The Messiness of Mistakes

Mistakes… we all make them right? They’re only human right? 

So then why are they so difficult for us to deal with. Whether it’s us beating ourselves up for making them or it’s struggling to handle it when someone else makes them, many of us struggle with how we handle mistakes. 

Responsibility and Accountability

When we make mistakes, we can divert attention, shut down, avoid, get defensive, etc. I often call this ego fencing. We block our ego in to protect ourselves from feeling bad about ourselves. Here’s the thing about ego fencing, it doesn’t really work. If you’re fighting to defend yourself at all costs, you’re actually doing that because you have some real doubts about something about you. That’s why you’re defending to begin with! Those crummy voices inside how label you as irresponsible, lazy, unworthy, etc. are always around whether they are using words or not. Without awareness, these voices will take over your life and relationships. 

The best way to change this is to learn how to hold yourself accountable. The bravest words people can say:

  • I fucked up.
  • I am sorry.
  • Tell me more about what I did and how it impacted you. 

None of these things should be followed by a “but” or a defense. Instead, true accountability is learning to sit with the mistake. That’s painful. It’s vulnerable. It makes us cringe. However, you can also learn more about the other person and yourself which can enhance your connection. 


Accountability takes trust. You can be accountable to yourself, which means you have to put trust in yourself to grow and learn from what has happened. But it also requires trust in other people. The sad truth is that some will see your accountability as a weakness to take advantage of and exploit. However, true friends will encourage you to share and open up so that you can grow and heal. Identify the difference.
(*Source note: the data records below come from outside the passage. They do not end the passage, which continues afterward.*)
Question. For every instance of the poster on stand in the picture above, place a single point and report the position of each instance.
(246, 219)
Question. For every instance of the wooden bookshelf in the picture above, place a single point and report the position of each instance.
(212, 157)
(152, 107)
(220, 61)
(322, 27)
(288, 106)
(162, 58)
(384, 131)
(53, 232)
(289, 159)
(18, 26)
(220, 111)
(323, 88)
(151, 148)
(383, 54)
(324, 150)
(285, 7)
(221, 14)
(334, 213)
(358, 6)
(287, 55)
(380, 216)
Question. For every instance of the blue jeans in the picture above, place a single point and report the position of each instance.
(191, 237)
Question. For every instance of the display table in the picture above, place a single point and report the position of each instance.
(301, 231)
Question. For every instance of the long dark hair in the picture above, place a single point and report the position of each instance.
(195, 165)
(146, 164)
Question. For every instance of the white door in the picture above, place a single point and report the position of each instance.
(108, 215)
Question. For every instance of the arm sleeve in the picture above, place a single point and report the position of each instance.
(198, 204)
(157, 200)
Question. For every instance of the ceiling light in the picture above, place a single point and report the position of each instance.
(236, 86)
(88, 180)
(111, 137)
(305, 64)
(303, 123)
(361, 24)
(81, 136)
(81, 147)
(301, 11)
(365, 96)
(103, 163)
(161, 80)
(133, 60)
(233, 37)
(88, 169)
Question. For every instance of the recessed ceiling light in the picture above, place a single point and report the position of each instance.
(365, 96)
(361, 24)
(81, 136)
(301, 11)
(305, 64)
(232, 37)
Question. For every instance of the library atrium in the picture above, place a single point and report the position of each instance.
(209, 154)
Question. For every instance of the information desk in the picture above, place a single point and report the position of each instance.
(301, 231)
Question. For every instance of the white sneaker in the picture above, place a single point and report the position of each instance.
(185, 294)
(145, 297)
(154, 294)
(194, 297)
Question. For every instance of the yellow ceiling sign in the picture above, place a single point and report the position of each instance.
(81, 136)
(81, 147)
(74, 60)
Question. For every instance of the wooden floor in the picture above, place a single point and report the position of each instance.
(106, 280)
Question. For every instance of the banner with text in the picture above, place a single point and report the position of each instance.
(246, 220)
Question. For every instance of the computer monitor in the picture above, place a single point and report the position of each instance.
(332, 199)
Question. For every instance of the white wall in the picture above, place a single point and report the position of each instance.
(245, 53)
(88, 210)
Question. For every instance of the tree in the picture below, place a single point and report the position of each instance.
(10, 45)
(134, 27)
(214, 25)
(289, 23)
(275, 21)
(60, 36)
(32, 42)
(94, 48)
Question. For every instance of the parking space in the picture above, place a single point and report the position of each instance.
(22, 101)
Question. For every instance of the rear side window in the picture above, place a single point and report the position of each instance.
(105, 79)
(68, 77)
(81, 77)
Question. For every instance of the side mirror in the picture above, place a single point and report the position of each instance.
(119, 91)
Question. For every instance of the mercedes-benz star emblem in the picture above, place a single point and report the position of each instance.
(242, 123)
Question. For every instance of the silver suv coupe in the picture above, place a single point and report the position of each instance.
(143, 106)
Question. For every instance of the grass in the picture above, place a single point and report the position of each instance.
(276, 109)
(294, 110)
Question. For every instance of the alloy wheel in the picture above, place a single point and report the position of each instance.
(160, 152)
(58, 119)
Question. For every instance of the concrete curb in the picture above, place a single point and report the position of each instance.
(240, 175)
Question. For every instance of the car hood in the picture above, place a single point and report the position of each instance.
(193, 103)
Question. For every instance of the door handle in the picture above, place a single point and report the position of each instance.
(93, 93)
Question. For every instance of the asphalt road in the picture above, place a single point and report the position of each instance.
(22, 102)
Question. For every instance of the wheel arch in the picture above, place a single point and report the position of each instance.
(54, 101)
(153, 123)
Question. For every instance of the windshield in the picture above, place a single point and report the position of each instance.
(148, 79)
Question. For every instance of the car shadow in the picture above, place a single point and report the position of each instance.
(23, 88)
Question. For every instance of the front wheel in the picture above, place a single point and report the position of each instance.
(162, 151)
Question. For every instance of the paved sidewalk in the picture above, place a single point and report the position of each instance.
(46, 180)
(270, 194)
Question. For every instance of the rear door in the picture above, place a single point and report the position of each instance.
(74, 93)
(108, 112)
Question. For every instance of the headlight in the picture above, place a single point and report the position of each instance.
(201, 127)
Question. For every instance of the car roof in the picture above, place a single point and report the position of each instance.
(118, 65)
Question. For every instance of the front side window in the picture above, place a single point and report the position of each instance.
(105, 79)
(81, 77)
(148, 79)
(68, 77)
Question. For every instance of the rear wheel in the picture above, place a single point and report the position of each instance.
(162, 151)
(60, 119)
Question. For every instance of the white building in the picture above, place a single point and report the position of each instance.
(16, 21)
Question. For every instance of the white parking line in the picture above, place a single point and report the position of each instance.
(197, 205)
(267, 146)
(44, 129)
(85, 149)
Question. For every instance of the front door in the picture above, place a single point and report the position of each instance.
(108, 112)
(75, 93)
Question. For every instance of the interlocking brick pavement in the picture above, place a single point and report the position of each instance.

Yuck. This is the feeling that really wreaks havoc isn’t it. But it’s a necessarily feeling to learn how to deal with. And by deal with, I don’t mean stuff it away. Shame is our fear of disconnection. But oddly, if you stuff it away, you’re going to feel more disconnected. Articles and books have been written about this topic, but here are some quick reminders.

  1. Learn to identify the feeling of shame when it hits.
  2. Share it with someone who you trust. 
  3. Differentiate your feelings from who you are as a person by reminding yourself of your values. 
  4. Let the feeling in your body pass. No feeling lasts forever. 
  5. Don’t work on renegotiating in relationships when you’re feeling shame.


It feels crummy to deal with mistakes. Keep that in mind when people in your life make them. Be generous where you can. Encourage people around you to share how they feel about their mistakes and what they got from it. Obviously, it’s important to have boundaries as well. Sometimes people will make a mistake that crosses a red line for you. That’s OK. But if it doesn’t cross that red line, work on balancing accepting your hurt, while also being open to your friend or partners growth.


What is there to learn from in the mistake? What changes are you willing to make? What did you learn about yourself? The answer to these questions is gold. So much amazing stuff to learn about yourself.